Review: ‘Olga Dies Dreaming’ is a unique and beautiful force

“Olga Dies Dreaming,” by Xochitl Gonzalez

“Olga Dies Dreaming” by Xochitl Gonzalez follows Olga and her brother, Prieto, two New York natives with Puerto Rican roots who have spent their lives desperately trying to figure out who they are and what they want.

Both Olga and Prieto have found professional success. Olga is a wedding planner for the uber-rich, and Prieto is a congressman. Yet, neither is content with the life they have built. Their mother abandoned them when they were young to become a radical leader in the movement to free Puerto Rico. While it takes them a long time to realize it, that abandonment ultimately shapes who they become.
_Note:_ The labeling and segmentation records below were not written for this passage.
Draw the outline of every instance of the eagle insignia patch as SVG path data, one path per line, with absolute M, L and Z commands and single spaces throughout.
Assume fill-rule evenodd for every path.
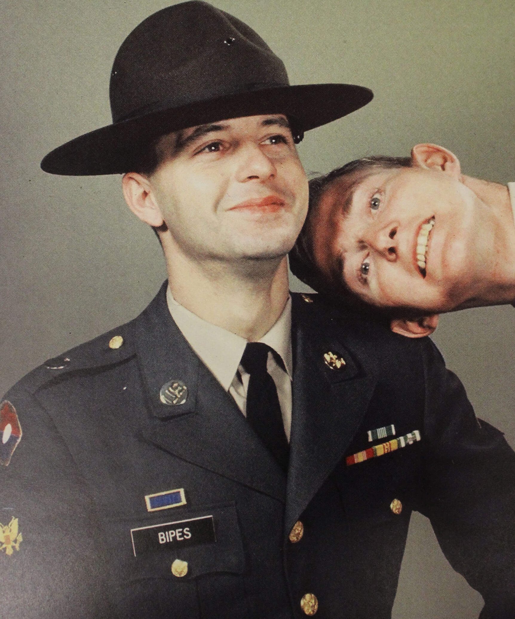
M 6 555 L 12 555 L 13 548 L 20 550 L 20 543 L 23 541 L 22 534 L 18 530 L 18 519 L 12 517 L 5 527 L 0 523 L 0 551 Z
M 0 464 L 7 466 L 22 438 L 16 409 L 7 400 L 0 404 Z

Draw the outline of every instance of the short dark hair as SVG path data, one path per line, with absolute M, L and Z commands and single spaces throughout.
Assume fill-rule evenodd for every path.
M 356 175 L 357 179 L 361 181 L 380 170 L 409 168 L 412 165 L 410 157 L 377 155 L 355 159 L 341 167 L 336 168 L 328 174 L 311 179 L 309 181 L 309 205 L 306 220 L 289 256 L 290 269 L 293 274 L 311 288 L 330 297 L 339 305 L 373 314 L 383 319 L 403 313 L 401 308 L 379 308 L 365 303 L 349 288 L 340 277 L 341 269 L 339 268 L 338 269 L 338 277 L 335 273 L 333 280 L 328 282 L 327 277 L 321 272 L 315 261 L 313 237 L 318 204 L 324 192 L 333 181 L 354 175 Z M 399 311 L 396 311 L 396 310 Z

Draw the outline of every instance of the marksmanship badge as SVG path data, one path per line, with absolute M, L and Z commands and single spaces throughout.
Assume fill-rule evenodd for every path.
M 20 542 L 23 541 L 22 534 L 18 530 L 18 519 L 11 518 L 6 526 L 0 523 L 0 550 L 6 555 L 12 555 L 13 548 L 20 550 Z

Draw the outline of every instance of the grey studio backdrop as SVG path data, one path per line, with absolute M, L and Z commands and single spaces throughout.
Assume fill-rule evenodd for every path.
M 111 121 L 114 54 L 134 26 L 166 4 L 3 0 L 0 393 L 45 359 L 135 316 L 165 278 L 158 242 L 125 206 L 119 176 L 53 176 L 39 162 Z M 406 155 L 428 141 L 457 154 L 467 173 L 515 181 L 513 0 L 217 6 L 263 37 L 292 84 L 347 82 L 374 90 L 366 108 L 307 134 L 299 150 L 309 173 L 367 154 Z M 305 289 L 296 281 L 292 287 Z M 435 336 L 478 415 L 512 446 L 514 327 L 513 308 L 489 308 L 446 316 Z M 469 619 L 481 606 L 415 514 L 394 617 Z

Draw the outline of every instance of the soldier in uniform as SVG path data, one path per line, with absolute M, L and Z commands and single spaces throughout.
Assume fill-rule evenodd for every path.
M 44 170 L 125 173 L 169 280 L 0 406 L 2 617 L 391 616 L 414 509 L 515 613 L 515 454 L 427 339 L 289 295 L 302 130 L 365 105 L 291 87 L 239 20 L 164 9 L 115 60 L 114 123 Z

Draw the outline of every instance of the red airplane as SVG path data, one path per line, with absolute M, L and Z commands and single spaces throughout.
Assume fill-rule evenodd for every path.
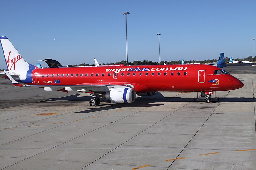
M 89 66 L 39 68 L 26 62 L 5 36 L 0 41 L 13 84 L 38 87 L 44 90 L 88 93 L 94 97 L 91 106 L 98 106 L 99 97 L 118 103 L 130 103 L 136 94 L 155 91 L 217 91 L 239 89 L 240 80 L 221 69 L 205 64 Z M 207 103 L 211 102 L 207 96 Z

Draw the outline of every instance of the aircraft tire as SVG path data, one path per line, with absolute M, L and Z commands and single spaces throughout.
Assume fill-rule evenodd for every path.
M 206 102 L 206 103 L 210 103 L 211 102 L 211 99 L 206 99 L 205 100 L 205 102 Z
M 90 100 L 89 104 L 91 106 L 95 106 L 97 103 L 97 100 L 95 99 L 92 99 Z
M 96 98 L 96 104 L 95 105 L 95 106 L 98 106 L 100 105 L 100 100 L 99 98 Z

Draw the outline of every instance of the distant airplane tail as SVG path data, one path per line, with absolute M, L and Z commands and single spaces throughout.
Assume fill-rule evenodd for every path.
M 220 68 L 226 66 L 225 57 L 224 56 L 224 53 L 221 53 L 220 55 L 218 62 L 217 63 L 217 66 Z
M 183 59 L 181 60 L 181 64 L 185 64 L 185 62 L 184 62 L 184 60 L 183 60 Z
M 233 59 L 232 59 L 232 57 L 230 57 L 230 58 L 229 58 L 229 63 L 234 63 L 234 62 L 233 61 Z

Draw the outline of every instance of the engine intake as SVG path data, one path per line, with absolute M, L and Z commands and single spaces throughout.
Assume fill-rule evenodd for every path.
M 112 103 L 130 103 L 135 101 L 136 92 L 129 87 L 112 89 L 105 93 L 103 97 Z

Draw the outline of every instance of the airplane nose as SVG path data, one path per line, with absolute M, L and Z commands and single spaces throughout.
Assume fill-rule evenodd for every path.
M 236 89 L 239 89 L 244 87 L 244 83 L 239 79 L 235 78 L 231 81 L 231 84 L 236 88 Z

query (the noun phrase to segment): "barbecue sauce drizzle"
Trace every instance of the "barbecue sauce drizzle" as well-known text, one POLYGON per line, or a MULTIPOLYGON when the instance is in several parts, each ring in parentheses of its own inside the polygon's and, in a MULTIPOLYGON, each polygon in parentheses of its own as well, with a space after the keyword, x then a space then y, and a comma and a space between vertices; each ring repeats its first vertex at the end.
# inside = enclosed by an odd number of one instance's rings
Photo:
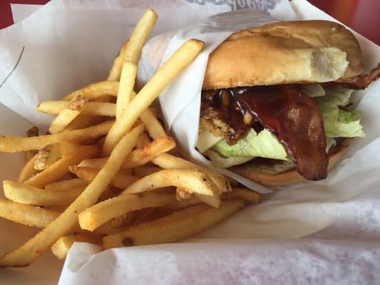
MULTIPOLYGON (((260 123, 284 145, 304 178, 326 178, 327 138, 320 110, 313 98, 302 94, 297 86, 237 88, 217 90, 213 105, 225 109, 222 103, 226 101, 226 91, 229 95, 228 123, 240 138, 252 126, 257 130, 260 123), (247 113, 252 117, 248 124, 244 120, 247 113)), ((227 140, 233 143, 240 138, 227 140)))

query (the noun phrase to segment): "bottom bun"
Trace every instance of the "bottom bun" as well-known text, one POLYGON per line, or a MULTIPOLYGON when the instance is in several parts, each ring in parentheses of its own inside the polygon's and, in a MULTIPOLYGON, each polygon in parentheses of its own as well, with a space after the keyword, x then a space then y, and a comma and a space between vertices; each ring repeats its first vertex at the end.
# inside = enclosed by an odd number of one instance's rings
MULTIPOLYGON (((350 140, 350 138, 344 139, 339 145, 332 148, 329 152, 329 170, 340 161, 344 150, 349 145, 350 140)), ((286 185, 306 181, 297 172, 295 167, 274 173, 273 171, 271 171, 272 170, 268 170, 267 167, 263 167, 262 165, 248 162, 244 165, 234 166, 230 169, 250 180, 267 186, 286 185)))

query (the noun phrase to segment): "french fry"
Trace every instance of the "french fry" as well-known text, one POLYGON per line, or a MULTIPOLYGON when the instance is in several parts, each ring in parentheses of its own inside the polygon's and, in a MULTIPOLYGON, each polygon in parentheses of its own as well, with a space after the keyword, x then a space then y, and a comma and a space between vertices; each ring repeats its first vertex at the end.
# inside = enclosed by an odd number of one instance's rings
POLYGON ((123 65, 120 78, 119 92, 116 100, 116 120, 121 115, 128 105, 133 92, 137 74, 137 66, 128 61, 123 65))
MULTIPOLYGON (((37 127, 34 126, 31 128, 28 131, 26 132, 26 135, 28 138, 31 137, 38 137, 39 135, 39 130, 37 127)), ((27 162, 30 160, 32 159, 32 157, 37 154, 36 150, 29 150, 27 152, 25 152, 25 162, 27 162)))
MULTIPOLYGON (((175 141, 170 137, 159 138, 153 142, 148 142, 144 138, 145 136, 139 136, 138 144, 145 145, 142 148, 134 150, 123 163, 123 169, 136 167, 144 165, 153 160, 157 156, 168 152, 175 147, 175 141), (140 140, 140 142, 139 142, 140 140)), ((148 137, 146 137, 148 138, 148 137)), ((107 157, 94 158, 83 160, 79 166, 87 166, 93 168, 101 168, 107 161, 107 157)))
MULTIPOLYGON (((170 222, 167 221, 168 217, 163 217, 146 224, 132 227, 118 234, 106 236, 103 239, 103 246, 105 249, 108 249, 132 245, 174 242, 213 226, 243 207, 244 202, 242 200, 226 200, 219 209, 209 208, 194 214, 189 214, 183 219, 170 221, 170 222)), ((188 209, 182 211, 188 212, 188 209)), ((172 214, 172 216, 175 214, 172 214)))
POLYGON ((61 140, 73 142, 85 142, 106 135, 114 122, 114 120, 108 120, 84 129, 67 130, 55 135, 45 135, 39 137, 0 137, 0 152, 16 152, 39 150, 44 145, 59 142, 61 140))
POLYGON ((74 178, 69 180, 63 180, 48 184, 45 186, 45 189, 47 190, 61 191, 81 186, 87 186, 88 185, 88 182, 84 181, 82 178, 74 178))
POLYGON ((41 148, 34 162, 34 169, 43 170, 63 156, 68 155, 81 147, 81 145, 69 142, 61 142, 45 145, 41 148))
POLYGON ((90 115, 79 115, 76 117, 63 131, 83 129, 91 125, 98 125, 104 122, 102 117, 93 116, 90 115))
POLYGON ((203 195, 198 193, 194 193, 194 196, 199 199, 202 202, 207 204, 214 208, 219 208, 222 204, 222 200, 220 200, 220 195, 203 195))
POLYGON ((211 177, 214 183, 215 183, 217 186, 220 190, 219 193, 230 192, 232 190, 228 178, 213 170, 202 167, 202 166, 190 162, 190 161, 184 160, 183 158, 171 155, 168 153, 163 153, 155 158, 153 158, 152 160, 152 162, 160 167, 166 170, 199 170, 203 173, 208 175, 211 177))
POLYGON ((152 9, 147 9, 144 12, 132 32, 125 51, 122 51, 124 61, 137 64, 143 46, 156 21, 157 14, 155 11, 152 9))
POLYGON ((253 190, 245 188, 234 188, 232 191, 222 194, 222 200, 241 199, 253 204, 260 202, 260 195, 253 190))
POLYGON ((0 217, 18 224, 44 228, 61 213, 0 199, 0 217))
POLYGON ((11 180, 3 182, 5 197, 20 204, 34 206, 66 206, 70 204, 83 191, 84 187, 65 191, 48 190, 17 184, 11 180))
POLYGON ((77 90, 63 98, 63 100, 69 101, 75 96, 80 95, 92 100, 107 95, 117 96, 119 90, 118 81, 100 81, 90 84, 81 89, 77 90))
POLYGON ((129 39, 126 40, 121 48, 120 49, 119 54, 113 61, 113 64, 110 70, 108 81, 119 81, 121 74, 121 70, 123 68, 123 63, 124 63, 123 55, 125 53, 129 39))
MULTIPOLYGON (((46 114, 59 114, 68 105, 68 101, 44 101, 36 108, 46 114)), ((113 117, 116 114, 116 104, 108 102, 88 102, 81 113, 82 115, 113 117)))
POLYGON ((168 204, 167 205, 160 207, 160 210, 163 212, 173 212, 200 204, 202 204, 202 206, 206 206, 198 198, 195 197, 195 196, 192 196, 186 201, 175 201, 172 203, 168 204))
POLYGON ((140 119, 145 125, 149 135, 153 139, 166 136, 165 130, 150 108, 146 109, 140 115, 140 119))
POLYGON ((71 165, 78 165, 83 160, 92 157, 99 154, 97 145, 85 145, 70 155, 62 157, 44 170, 29 178, 24 183, 26 185, 43 187, 56 181, 69 172, 71 165))
POLYGON ((0 259, 0 267, 25 266, 37 259, 59 237, 66 234, 78 223, 78 215, 92 206, 121 167, 121 164, 135 145, 143 131, 138 126, 128 133, 115 146, 110 158, 96 177, 81 195, 57 219, 17 249, 0 259))
POLYGON ((113 63, 111 68, 110 73, 108 73, 108 76, 107 77, 108 81, 119 81, 123 63, 124 60, 123 59, 122 56, 120 56, 120 55, 116 56, 116 58, 113 61, 113 63))
POLYGON ((138 166, 133 168, 133 175, 139 177, 143 177, 162 170, 162 168, 156 166, 138 166))
POLYGON ((19 178, 17 178, 17 182, 19 183, 24 182, 25 180, 27 180, 32 176, 38 173, 38 171, 34 169, 34 162, 36 159, 37 155, 36 154, 31 160, 28 161, 25 165, 24 165, 24 167, 22 167, 22 170, 19 175, 19 178))
POLYGON ((43 170, 48 166, 51 165, 61 157, 61 153, 58 147, 53 145, 45 145, 40 148, 37 154, 37 158, 34 162, 36 170, 43 170))
POLYGON ((210 177, 196 170, 161 170, 145 176, 127 187, 121 195, 136 194, 155 189, 175 186, 190 193, 214 195, 219 190, 210 177))
POLYGON ((175 190, 175 198, 178 202, 189 201, 195 198, 199 200, 200 202, 207 204, 214 208, 219 208, 222 204, 220 195, 217 195, 210 196, 198 193, 190 193, 186 189, 180 187, 177 187, 175 190))
POLYGON ((78 234, 73 236, 61 237, 51 246, 51 252, 58 259, 64 259, 74 242, 88 242, 101 245, 103 235, 96 234, 78 234))
POLYGON ((55 134, 63 130, 70 123, 81 114, 88 100, 88 99, 84 96, 80 95, 76 95, 68 102, 66 108, 60 112, 58 115, 53 120, 48 128, 49 133, 51 134, 55 134))
MULTIPOLYGON (((74 173, 78 177, 82 178, 87 182, 92 181, 99 170, 86 167, 71 167, 70 171, 74 173)), ((139 179, 137 176, 133 176, 119 172, 116 173, 110 182, 110 185, 120 189, 125 189, 132 183, 135 182, 139 179)))
MULTIPOLYGON (((128 46, 130 41, 128 43, 128 46)), ((153 77, 130 101, 123 115, 110 129, 103 149, 108 155, 120 138, 133 125, 135 120, 163 89, 197 57, 204 43, 197 40, 186 41, 156 72, 153 77)))
POLYGON ((192 194, 189 193, 185 188, 177 187, 175 189, 175 199, 178 202, 190 200, 192 196, 192 194))
POLYGON ((138 139, 137 140, 136 147, 138 148, 143 148, 149 142, 150 142, 150 139, 149 138, 149 136, 146 133, 143 133, 141 135, 140 135, 138 139))
POLYGON ((96 204, 79 214, 79 225, 83 229, 92 232, 106 222, 124 213, 163 206, 174 201, 175 199, 175 195, 171 193, 118 196, 96 204))

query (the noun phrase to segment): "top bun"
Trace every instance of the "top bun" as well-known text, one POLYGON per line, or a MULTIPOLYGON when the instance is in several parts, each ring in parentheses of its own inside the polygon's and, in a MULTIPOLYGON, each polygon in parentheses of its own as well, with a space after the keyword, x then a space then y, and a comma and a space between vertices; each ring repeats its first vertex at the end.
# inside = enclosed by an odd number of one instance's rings
POLYGON ((231 35, 210 55, 203 89, 313 83, 361 74, 360 46, 329 21, 279 22, 231 35))

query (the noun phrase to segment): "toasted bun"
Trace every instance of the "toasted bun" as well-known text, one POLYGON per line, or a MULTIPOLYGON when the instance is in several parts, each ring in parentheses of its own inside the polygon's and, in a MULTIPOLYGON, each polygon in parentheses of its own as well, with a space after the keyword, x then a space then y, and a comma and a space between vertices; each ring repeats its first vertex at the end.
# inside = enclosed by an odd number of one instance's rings
POLYGON ((203 89, 322 83, 362 72, 360 46, 343 26, 279 22, 230 36, 210 55, 203 89))
MULTIPOLYGON (((349 140, 350 139, 345 139, 339 147, 336 147, 329 154, 329 170, 340 161, 344 150, 349 144, 349 140)), ((286 185, 287 184, 306 181, 294 168, 279 173, 272 174, 270 171, 265 171, 260 165, 247 162, 244 165, 234 166, 231 167, 231 170, 247 179, 267 186, 286 185)))

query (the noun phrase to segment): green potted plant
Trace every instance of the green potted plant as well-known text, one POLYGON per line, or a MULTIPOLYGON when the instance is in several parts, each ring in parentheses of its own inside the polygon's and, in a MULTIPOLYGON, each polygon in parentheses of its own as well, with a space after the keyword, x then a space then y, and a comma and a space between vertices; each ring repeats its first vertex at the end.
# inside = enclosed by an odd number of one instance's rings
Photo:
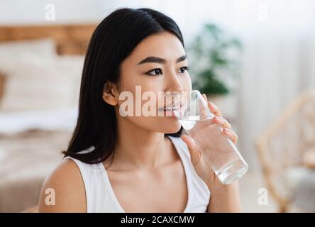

Both Olga and Prieto have their secrets, and the story follows each of them as they keep those secrets close while navigating love, lies, family, and success — all while their mother begins creeping back into their lives.

Meanwhile, Puerto Rico is devastated by Hurricane Maria, and both Olga and Prieto begin fighting desperately for the U.S. government to do more and to actually show it cares about its Black and brown citizens.

“Olga Dies Dreaming” is a beautiful force — completely unique in its intricacies yet universal in the characters’ desires to be loved and understood. Olga and Prieto contain so much depth, their storylines beautiful in their complexity. There is a lot going on in this novel, but the pieces are woven together exquisitely. It is intriguing and beautiful all the way through.

“Olga Dies Dreaming” is not your average story of two people looking for love. It is that, yes, but with political intrigue, social commentary, revolutionaries and mobsters, it is so much more.